Relative intensities of fine-structure components in an alkali

[hicetnunc]

Homework Statement

An emission line in the spectrum of an alkali has three fine-structure components corresponding to the transitions $^2\text{P}_{3/2} - ^2\text{D}_{3/2}$, $^2\text{P}_{3/2} - ^2\text{D}_{5/2}$ and $^2\text{P}_{1/2} - ^2\text{D}_{3/2}$. These components have intensities $a$, $b$ and $c$, respectively, that are in the ratio $1:9:5$. Show that these satisfy the rule that the sum of the intensities of the transitions to, or from, a given level is proportional to its statistical weight ($2J+1$).

Relevant Equations

None.

Hi. I'm really stuck with this problem and would appreciate some help.

For example, if i take the total intensity from the $^2\text{P}_{3/2}$ level, i get $a+b$. Since $b$ is 9 times larger than $a$, i get that the total intensity is $10a$. This should then be proportional to the statistical weight $2J+1=4$, so $10a = 4q$, where $q$ is a proportionality constant. Then $q=2.5a$. But if I then consider the $^2\text{D}_{3/2}$ level, I get that its total intensity is $a+c=6a$ and has statistical weight 4. Then the proportionality constant would be $q=\frac{6a}{4}=1.5a$. This doesn't seem right since I get different proportionality constants.

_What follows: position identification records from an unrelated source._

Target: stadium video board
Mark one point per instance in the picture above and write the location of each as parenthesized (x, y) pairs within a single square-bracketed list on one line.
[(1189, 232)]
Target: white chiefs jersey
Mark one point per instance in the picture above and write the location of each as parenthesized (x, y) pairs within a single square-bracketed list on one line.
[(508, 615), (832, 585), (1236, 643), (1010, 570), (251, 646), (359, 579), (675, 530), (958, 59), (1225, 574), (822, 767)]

How should I handle this problem?

 

[mjc123]

You can only compare the P levels with each other, or the D levels with each other, not P with D. This works if you consider that for the P levels, (a+b):c =10:5 = 4:2, while for the D levels b:(a+c) = 9:6 = 6:4. But the total number of states in the P and D levels are different (6 and 10 respectively), so the proportionality constants must be different.

However, you can do it if you normalise the statistical weights so that their sum for the P or D levels is 1. So the weight for ²P_1/2 = 2/(2+4) = 1/3, for ²P_3/2 is 2/3, ²D_3/2 2/5, and ²D_5/2 3/5. Then you get q = 15a for both P and D.

 

[hicetnunc]

Alright, that cleared it up! Thanks a lot!